Kokerboom Food and Wine Route


In the Northern Cape of South Africa, where the Kalahari and the Nama-Karoo deserts meet, the Great Gariep River (Orange River) flows, bringing life to the typically arid worlds on both sides, and turning the area into an oasis. It is here that travellers can experience the Kokerboom Route.

The route takes the traveller into one of the most interesting and beautiful areas of South Africa’s Northern Cape Province and embraces the towns and settlements of Keimoes, Kanoneiland, Kenhardt, Augrabies, Upington and Marchand. The Kokerboom Food and Wine Route has something for everyone.

The route is located in an arid zone, with stifling hot summers (up to 45°C) and chilly winter nights. The Great Gariep, known more commonly as the Orange River, winds through the landscape and brings it life. This river was once called ‘God’s gift to the Southern African thirstland’. The greenbelt along the river’s banks contrasts sharply with the rising rocky cliffs. Irrigation schemes have stretched the greenbelt into the desert, making acres of vineyards and other agriculture possible. Ten percent of South Africa’s vineyards are found in the Orange River valley and southern Kalahari.

Reasons to visit

In addition to visiting the popular Augrabies Falls visitors can relax in hot springs, river raft, go on 4×4 trips, hike, bird watch, sample local delicacies and wines, touch the unique Kokerboom (quiver tree) and even take a leisurely donkey cart ride through town – all while enjoying the friendly hospitality of South Africa’s Northern Cape province.

The Kokerboom (Quiver tree) is a botanical symbol of that part of the world, and so the route finds its name. Along the route one can experience dry, rugged mountains, desert adapted animal and plant life, red Kalahari dunes, stifling summer temperatures during the day and freezing desert temperatures at night. 

Contrasting this typically dry, desert scene, are the water features found in the area. A key natural wonder of the area is the Augrabies Falls. This waterfall, the 6th largest waterfall in the world, is a definite must-see. Other noteworthy attractions include the hot springs at Riemvasmaak, Augrabies Falls National Park and the Kgalagadi Transfrontier Park.

Dried fruit is a thriving crop of the area, particularity saltanas and dates. Irrigation schemes have turned the desert into the greenbelt, making acres of vineyards and other agriculture possible. 10% of South Africa’s vineyards (23.5million vines) are found in the Orange River valley and southern Kalahari.

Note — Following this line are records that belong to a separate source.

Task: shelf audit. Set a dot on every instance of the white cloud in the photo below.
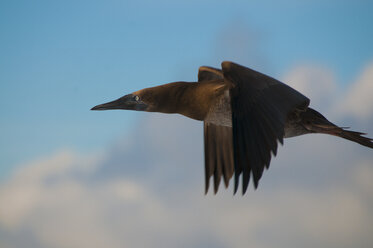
(316, 82)
(147, 191)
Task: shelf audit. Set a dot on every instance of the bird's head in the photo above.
(163, 98)
(129, 102)
(314, 122)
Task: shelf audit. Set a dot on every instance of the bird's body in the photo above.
(245, 114)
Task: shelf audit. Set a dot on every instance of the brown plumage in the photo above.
(245, 114)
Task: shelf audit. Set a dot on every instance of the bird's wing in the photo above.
(218, 154)
(217, 137)
(206, 73)
(260, 106)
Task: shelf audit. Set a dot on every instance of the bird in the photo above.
(246, 114)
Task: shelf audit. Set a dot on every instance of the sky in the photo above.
(70, 177)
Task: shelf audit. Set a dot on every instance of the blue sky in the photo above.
(60, 58)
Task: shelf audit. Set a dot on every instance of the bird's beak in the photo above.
(128, 102)
(327, 128)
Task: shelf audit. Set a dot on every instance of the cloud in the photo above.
(316, 82)
(358, 100)
(146, 190)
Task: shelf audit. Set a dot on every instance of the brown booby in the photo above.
(245, 115)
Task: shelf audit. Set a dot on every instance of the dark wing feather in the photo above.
(260, 106)
(218, 154)
(206, 73)
(218, 141)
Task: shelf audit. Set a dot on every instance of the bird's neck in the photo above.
(189, 99)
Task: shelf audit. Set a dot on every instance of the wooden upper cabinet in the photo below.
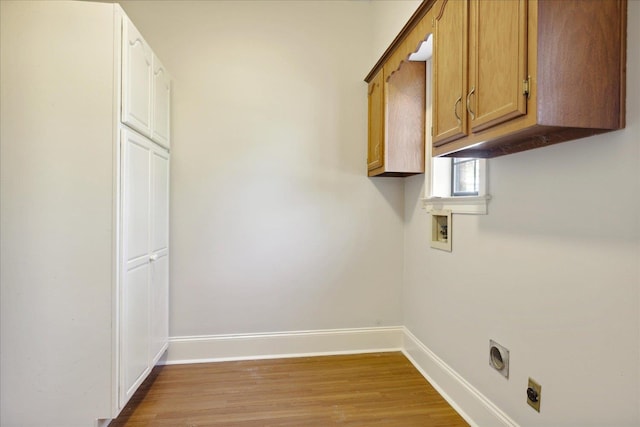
(375, 157)
(540, 72)
(511, 75)
(397, 121)
(450, 71)
(479, 66)
(497, 62)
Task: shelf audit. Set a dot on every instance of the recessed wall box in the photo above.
(441, 228)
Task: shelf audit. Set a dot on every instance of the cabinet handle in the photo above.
(455, 110)
(473, 115)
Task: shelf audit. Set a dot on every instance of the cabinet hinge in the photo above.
(526, 87)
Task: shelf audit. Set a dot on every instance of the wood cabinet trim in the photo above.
(414, 21)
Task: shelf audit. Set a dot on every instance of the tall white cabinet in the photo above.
(85, 162)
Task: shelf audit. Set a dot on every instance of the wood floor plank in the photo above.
(378, 389)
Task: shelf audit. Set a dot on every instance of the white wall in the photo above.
(56, 210)
(552, 273)
(274, 224)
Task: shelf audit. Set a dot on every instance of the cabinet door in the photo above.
(450, 72)
(498, 60)
(159, 253)
(137, 74)
(161, 104)
(136, 269)
(375, 157)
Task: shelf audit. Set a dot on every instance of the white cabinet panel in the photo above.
(145, 239)
(160, 200)
(137, 77)
(136, 220)
(159, 252)
(161, 103)
(159, 305)
(135, 329)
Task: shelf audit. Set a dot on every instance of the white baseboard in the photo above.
(472, 405)
(217, 348)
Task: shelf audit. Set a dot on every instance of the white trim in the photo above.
(472, 205)
(217, 348)
(476, 205)
(472, 405)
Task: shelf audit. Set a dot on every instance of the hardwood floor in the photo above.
(379, 389)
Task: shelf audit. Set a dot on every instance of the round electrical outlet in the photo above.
(499, 358)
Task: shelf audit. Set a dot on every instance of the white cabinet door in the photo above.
(161, 104)
(159, 252)
(136, 268)
(137, 77)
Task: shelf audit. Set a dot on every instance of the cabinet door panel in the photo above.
(135, 329)
(137, 74)
(159, 305)
(375, 157)
(136, 224)
(135, 292)
(160, 253)
(450, 72)
(497, 64)
(160, 200)
(161, 103)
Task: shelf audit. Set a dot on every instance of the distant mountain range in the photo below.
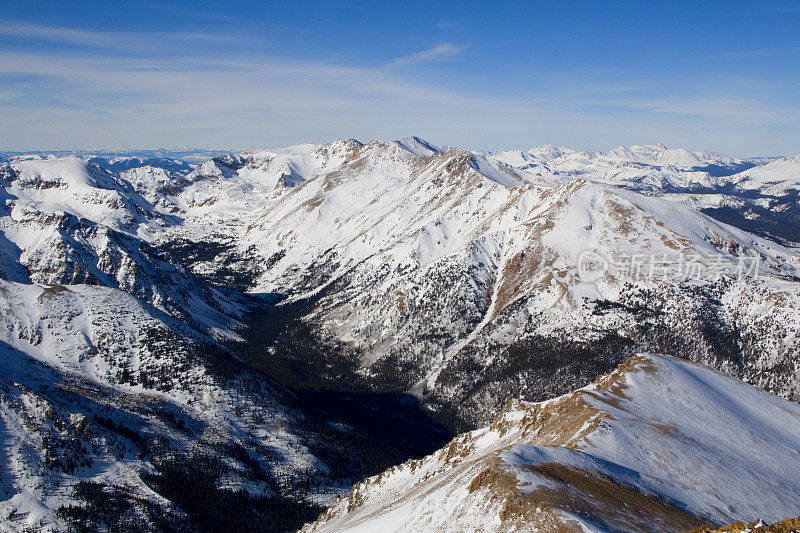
(212, 341)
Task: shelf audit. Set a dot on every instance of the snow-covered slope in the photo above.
(403, 267)
(659, 444)
(421, 271)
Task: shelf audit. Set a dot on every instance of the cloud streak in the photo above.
(441, 52)
(109, 99)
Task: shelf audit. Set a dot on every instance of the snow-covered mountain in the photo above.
(659, 444)
(156, 310)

The area is known for its agriculture and interested travellers can see the longest line of date palms in the southern hemisphere, operating waterwheels and irrigation tunnels build by Cornish miners in as early as 1922.

Alongside natural and agricultural features, the route boasts a number of historical sites, museums and attractions including the German graves in Kakamas, Klipspringer and Gorge Walking Trail at Augrabies Falls National Park, Orange River gorge canoe trails, water rafting and hiking, game-viewing, bird watching, 4×4 trails/tours (self-drive or guided), extreme sports, mountain biking, historical and photographic tours and scenic flights.